Tim Johnson’s paintings are fascinating cross-cultural documents that embody the inherent multiculturalism within contemporary society. Born and trained in Sydney, Johnson began as a conceptual and performance artist, establishing the Inhibodress art space in Sydney along with Mike Parr and Peter Kennedy. In 1975-76, Johnson travelled to North and South-East Asia, where Buddhist spirituality and culture left an indelible impression.

Johnson first travelled to Papunya, Northern Territory, in 1980, where he learned dot painting with Aboriginal artists including Clifford Possum Tjapaltjarri. After seeking permission to continue incorporating indigenous techniques within his paintings, Johnson developed a visual vocabulary that placed the vibrancy of the dot alongside symbols and icons of Asian religion and folklore. The resultant paintings are spiritual landscapes, testaments to Johnson’s connections to different aesthetic traditions around the world. He and his then-wife, the writer and sociologist Vivien Johnson, were instrumental in introducing these Central Australian artists to the art market and increasing the Australian public's awareness and appreciation of First Nations art and culture.

More recently, his contemplation of mythology has led Johnson to popular culture, with symbols from science fiction, video games and Japanese anime being incorporated alongside traditional images of the Buddha or the lotus flower. The common feature of these disparate influences is the sense that there is a shared consciousness of images and symbols from all cultures that makes sense to audiences from all backgrounds.

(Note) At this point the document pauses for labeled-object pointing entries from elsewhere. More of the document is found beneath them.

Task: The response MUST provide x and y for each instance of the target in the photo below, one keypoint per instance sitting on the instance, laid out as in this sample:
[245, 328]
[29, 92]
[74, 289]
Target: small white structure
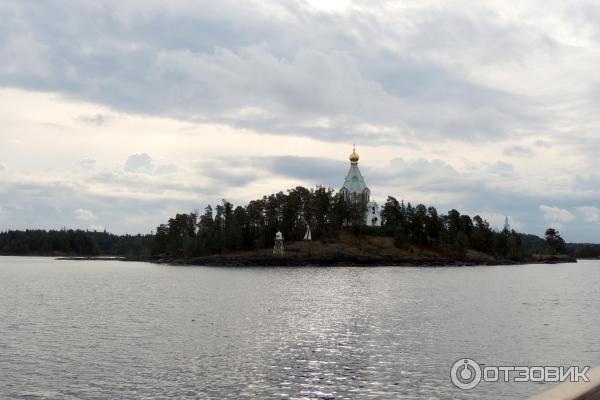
[506, 224]
[355, 189]
[278, 247]
[308, 234]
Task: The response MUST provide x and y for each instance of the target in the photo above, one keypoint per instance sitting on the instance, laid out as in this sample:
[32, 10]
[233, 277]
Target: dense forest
[226, 228]
[72, 242]
[229, 228]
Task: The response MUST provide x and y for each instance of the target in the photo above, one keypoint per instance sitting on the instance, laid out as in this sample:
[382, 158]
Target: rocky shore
[293, 261]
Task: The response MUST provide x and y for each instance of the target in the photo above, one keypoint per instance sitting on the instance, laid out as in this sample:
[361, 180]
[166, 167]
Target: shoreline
[240, 262]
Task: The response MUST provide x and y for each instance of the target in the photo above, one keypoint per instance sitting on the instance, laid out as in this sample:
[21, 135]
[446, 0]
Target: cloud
[542, 144]
[333, 76]
[590, 214]
[518, 151]
[139, 163]
[165, 169]
[96, 119]
[84, 215]
[501, 168]
[87, 163]
[556, 214]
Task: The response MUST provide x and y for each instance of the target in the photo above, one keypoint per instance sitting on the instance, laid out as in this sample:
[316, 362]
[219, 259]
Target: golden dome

Tim Johnson has worked and exhibited for almost five decades, both alone and collaboratively with the likes of Karma Phuntsok, My Le Thi and Clifford Possum Tjapaltjarri. In 2009-10, a major solo exhibition, Tim Johnson: Painting Ideas toured the Gallery of Modern Art, Brisbane, the Art Gallery of New South Wales, Sydney, and the Ian Potter Museum of Art, Melbourne. He showed in 2012 at The Unseen, the Fourth Guangzhou Triennial, China, and has been included in three Biennales of Sydney.